Ebron will do battle with a middling Giants tight end defense after his maddening Week 15 dud. Part of his dud was due to the Colts throwing so little, but Ebron committed two drops on his three targets — and recent usage patterns in this offense led to a higher target expectation even with Luck throwing only 27 times. Ebron’s usage and touchdown upside remain elite, though his floor needs to be considered somewhat low as well. On that note: it is worth pointing out that last week’s dud was Ebron’s second worst game of the season (and it was his worst game with Doyle sidelined). A game that bad should be considered an outlier, rather than the norm.
Hines is tough to take seriously with a limited role on the ground and minimal scoring upside, though the Giants have been generous enough to enemy backs (more on this below) that he can be considered in tourneys as a salary saver with a non-awful floor and a more-than-theoretical ceiling.

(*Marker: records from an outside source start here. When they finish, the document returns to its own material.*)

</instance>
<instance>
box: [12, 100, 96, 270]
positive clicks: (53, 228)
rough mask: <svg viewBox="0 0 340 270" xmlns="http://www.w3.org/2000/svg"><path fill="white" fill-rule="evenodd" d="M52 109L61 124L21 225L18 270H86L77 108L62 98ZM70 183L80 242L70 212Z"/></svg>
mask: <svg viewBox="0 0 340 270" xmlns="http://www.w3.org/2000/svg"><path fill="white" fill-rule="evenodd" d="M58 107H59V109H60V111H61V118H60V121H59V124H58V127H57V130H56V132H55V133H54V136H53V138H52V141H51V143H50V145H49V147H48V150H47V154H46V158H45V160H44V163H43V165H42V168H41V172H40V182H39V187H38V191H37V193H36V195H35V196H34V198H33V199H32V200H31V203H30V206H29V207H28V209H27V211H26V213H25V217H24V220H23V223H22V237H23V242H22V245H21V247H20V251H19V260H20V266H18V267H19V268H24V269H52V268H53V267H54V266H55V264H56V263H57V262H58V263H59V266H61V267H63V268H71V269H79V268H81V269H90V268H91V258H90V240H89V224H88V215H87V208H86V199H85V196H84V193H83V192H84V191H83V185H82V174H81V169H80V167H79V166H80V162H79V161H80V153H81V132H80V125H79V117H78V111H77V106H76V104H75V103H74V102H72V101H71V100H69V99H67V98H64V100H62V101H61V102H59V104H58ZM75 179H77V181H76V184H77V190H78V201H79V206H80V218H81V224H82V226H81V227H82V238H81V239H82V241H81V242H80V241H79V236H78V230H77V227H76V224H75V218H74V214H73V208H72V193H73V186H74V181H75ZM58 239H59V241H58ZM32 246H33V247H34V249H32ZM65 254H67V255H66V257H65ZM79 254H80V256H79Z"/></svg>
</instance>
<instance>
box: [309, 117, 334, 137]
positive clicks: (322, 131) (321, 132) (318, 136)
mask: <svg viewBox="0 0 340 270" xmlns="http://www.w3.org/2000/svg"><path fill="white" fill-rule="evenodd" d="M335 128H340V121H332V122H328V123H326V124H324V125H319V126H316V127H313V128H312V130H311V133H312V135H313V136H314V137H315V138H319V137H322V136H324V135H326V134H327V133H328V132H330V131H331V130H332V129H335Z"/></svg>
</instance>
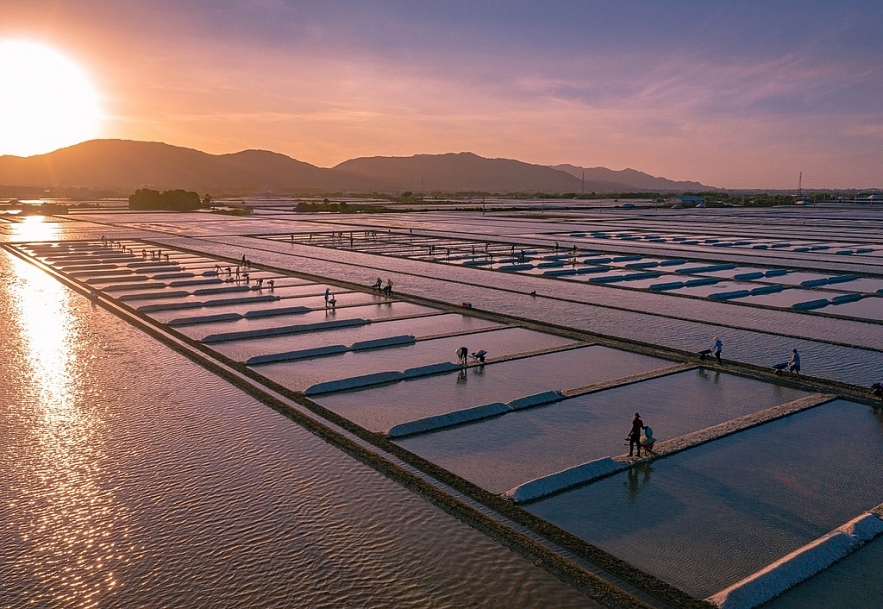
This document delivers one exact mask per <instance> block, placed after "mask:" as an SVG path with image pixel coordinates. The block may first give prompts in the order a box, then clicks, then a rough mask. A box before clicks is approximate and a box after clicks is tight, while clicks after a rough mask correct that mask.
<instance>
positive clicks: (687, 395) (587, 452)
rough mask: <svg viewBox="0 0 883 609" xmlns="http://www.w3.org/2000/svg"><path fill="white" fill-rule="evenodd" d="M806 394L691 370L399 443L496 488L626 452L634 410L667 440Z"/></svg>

The other pieces in the Colts’ attack are “hope to guess right” dart throws.
COLTS RUN OFFENSE
The Giants have not been a standout-attackable matchup on the ground this year, but they do rank middle of the pack in yards allowed per carry, and they have allowed the eighth most running back rushing yards per game on the season. Between rushing and receiving touchdowns, only five teams have allowed more scores to enemy backfields than the Giants — with only three teams facing a higher opponent rush play rate on the year.
This lines up nicely for Marlon Mack and the Colts rushing attack on a team that has been willing to lean run-heavy at times. On the season, Mack has only 13 catches, and he has only three games of 100+ rushing yards, but all three of those came in the spots in which he topped 16 rush attempts, which he will have a decent shot to do this week. He’s a yardage-and-touchdown back on an offense that also boasts a great passing attack, so the chances of a dud remain; but he has also shown an ability to pop for big games when the touches are there.
With uncertain volume distribution between pass/run on the Colts’ offense this week, all of these guys feel more tourney-worthy than high-floor/high-ceiling, but we should expect at least one or two of Luck, Hilton, Ebron, and Mack to matter this week — putting all of these guys very much in play. The likeliest scenario in this spot calls for the Colts to throw only 28 to 33 times, with Mack taking on 20+ carries, but there is obvious room for game flow (or even game plan) to lead things in a different direction. The price-considered floor on all these guys is still pretty solid if you pick the wrong pieces, keeping all of them firmly in play in tourneys of all shapes and sizes this week.
On the Giants’ side, I like Barkley and Engram this week against a fast-paced Indy team that typically puts up points (especially at home) and forces opponents to chase. The matchup through the air sets up great for both of these guys with Indy filtering targets to their positions, and each guy has enough ball-in-hands upside to potentially pop for a big day. Engram’s value will take a hit if Beckham returns — though he will still remain in the conversation, given the way Indy tilts their defense. Barkley’s value will see a small bump if Beckham plays, but he’s in the floor/ceiling discussion regardless.